For AARs, we relied on the dispersal–extinction–cladogenesis (DEC) model, implemented in Lagrange (Ree et al., 2005; Ree & Smith, 2008). It uses the information contained in genetic branch lengths and allows the incorporation of changing dispersal probabilities across areas and time. We devised two time-slice models, one with bins of 0–30, 30–90 and 90–150 Ma, and the other with bins of 0–30, 30–60, 60–90 and 90–150 Ma (Table S3). The oldest bin captures the plate tectonic situation before the breakup of West Gondwana, and the youngest the period during which the Central American land bridge and South-East Asia formed. The middle bins tried to capture connectivity via the North Atlantic land bridge and Antarctica, and differed in the way in which India connects to Eurasia (Table S3). Our nine operational geographical units were Eurasia (A), Africa (B), Madagascar (C), South-East Asia and India (D), Australia (E), North and Central America (F), South America (G) and Antarctica (H). To accommodate the mostly globally distributed water-associated and free-floating taxa, we created a ninth category, ‘water-associated’ (I), assigned to the marine Alismatales families Cymodoceaceae, Posidoniaceae, Ruppiaceae and Zosteraceae, the freshwater aquatics Alismataceae, Aponogetonaceae and Potamogetonaceae, plants of marshy coastal habitats (Juncaginaceae), and free-floating Araceae (Lemnoideae, Pistia). Remusatia was coded as present only in area D because most of its species occur in the Himalayan foothills and the Western Ghats of India; the widespread R. vivipara, occurring in Africa, Asia and Australia, is especially adapted to bird dispersal. Similarly, Pothos, occurring on Madagascar with one widespread species (P. scandens), was only coded for areas A, D and E, where it has several species, and Sauromatum was only coded for areas A and D, although it also has one species (S. venosum) ranging from Africa to tropical China. Spathiphyllum was coded for South America and Central North America, where 44 species occur, but not for South-East Asia, where S. commutatum and S. solomonense occur on the Philippines and New Guinea; its monospecific sister group, Holochlamys, is endemic on New Guinea.
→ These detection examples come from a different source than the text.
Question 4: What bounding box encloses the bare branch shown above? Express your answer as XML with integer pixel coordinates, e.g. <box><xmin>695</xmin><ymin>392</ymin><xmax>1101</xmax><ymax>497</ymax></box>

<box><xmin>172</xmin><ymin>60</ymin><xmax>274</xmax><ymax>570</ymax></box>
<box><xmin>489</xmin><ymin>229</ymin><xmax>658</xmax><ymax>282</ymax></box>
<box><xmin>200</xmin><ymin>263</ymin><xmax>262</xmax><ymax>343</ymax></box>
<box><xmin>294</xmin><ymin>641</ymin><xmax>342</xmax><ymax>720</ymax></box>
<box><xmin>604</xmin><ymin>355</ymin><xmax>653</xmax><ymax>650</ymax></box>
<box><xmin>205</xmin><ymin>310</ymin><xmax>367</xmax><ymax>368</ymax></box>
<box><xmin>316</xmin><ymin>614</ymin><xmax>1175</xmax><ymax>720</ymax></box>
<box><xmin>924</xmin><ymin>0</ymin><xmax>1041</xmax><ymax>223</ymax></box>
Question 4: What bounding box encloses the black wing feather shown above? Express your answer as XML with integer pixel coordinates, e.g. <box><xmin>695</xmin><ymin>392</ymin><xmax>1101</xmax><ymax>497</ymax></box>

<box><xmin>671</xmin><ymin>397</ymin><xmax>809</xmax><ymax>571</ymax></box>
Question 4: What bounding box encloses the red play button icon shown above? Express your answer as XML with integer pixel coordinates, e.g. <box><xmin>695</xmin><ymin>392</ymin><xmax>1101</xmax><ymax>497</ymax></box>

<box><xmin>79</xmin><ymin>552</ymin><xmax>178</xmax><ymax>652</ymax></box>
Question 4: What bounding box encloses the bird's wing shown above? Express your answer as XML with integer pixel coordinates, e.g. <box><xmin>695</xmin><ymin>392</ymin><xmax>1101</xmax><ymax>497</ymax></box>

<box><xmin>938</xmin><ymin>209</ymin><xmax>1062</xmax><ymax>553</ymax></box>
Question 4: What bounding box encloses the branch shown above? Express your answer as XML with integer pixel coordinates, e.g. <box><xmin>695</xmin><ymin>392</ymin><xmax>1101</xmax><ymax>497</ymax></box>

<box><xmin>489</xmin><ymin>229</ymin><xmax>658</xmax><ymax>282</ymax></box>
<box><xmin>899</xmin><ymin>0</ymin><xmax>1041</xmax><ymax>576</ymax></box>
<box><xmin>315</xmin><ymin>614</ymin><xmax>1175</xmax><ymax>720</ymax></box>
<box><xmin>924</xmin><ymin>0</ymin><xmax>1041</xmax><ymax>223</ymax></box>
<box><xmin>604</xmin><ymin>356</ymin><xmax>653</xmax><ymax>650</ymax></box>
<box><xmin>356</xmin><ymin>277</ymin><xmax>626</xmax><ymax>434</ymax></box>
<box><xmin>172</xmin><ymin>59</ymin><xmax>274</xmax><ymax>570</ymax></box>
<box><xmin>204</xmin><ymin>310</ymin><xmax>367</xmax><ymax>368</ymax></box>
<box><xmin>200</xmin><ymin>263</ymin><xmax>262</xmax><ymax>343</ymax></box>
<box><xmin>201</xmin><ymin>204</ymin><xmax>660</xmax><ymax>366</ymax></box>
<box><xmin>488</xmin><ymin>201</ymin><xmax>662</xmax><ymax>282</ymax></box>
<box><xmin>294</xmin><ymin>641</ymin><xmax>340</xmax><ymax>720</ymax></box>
In the absence of molecular phylogenetic evidence on the relationships of the two Asian Spathiphyllum species, we felt it unwise to code this genus as present in Asia because its two Asian species may turn out instead to belong to Holochlamys.
To create a tree that included all families of Alismatales (the order to which the Araceae family belongs), we manually added one representative per family to a newick tree file obtained from BEAST. The topology and divergence times were constrained to match the results of the large monocot chronogram of Janssen & Bremer (2004). The enlarged tree had 145 tips (132 Araceae and 13 outgroups) and became the input tree for Lagrange. To create Python script input files (with the tree of choice and the area connectivity probability matrices; Table S3), we used the Lagrange online configurator tool. Ancestral areas were limited to maximally two, and a relative probability of > 66.6% was considered to be strong support for an ancestral range scenario.
To integrate fossil ranges into the reconstructions, we added them manually in the newick chronogram (as performed for the Alismatales outgroups, above). Each fossil was inserted along the stem lineage of the group to which it had been assigned, with its age determining where it was placed. In addition, each fossil was given either a short branch length (1 Ma), simulating an extinct range, or a long branch length (the fossil’s age), simulating a range occupied for a long time (until today). When fossils are given short branch lengths, the DEC model, which considers branch lengths as proportional to time, will treat any range shifts indicated by their geographical occurrences as evidence for rapid geographical change (and, conversely, for long branch lengths). One of the seven fossils used for clock calibration, Limnobiophyllum scutatum, was not used in the AAR because it was too young to be assigned to the relevant stem lineage, whereas three others that had not been used as constraints were added because they contributed geographical information (Lysichiton austriacus, Orontium mackeii and Keratosperma allenbyense; Table S2).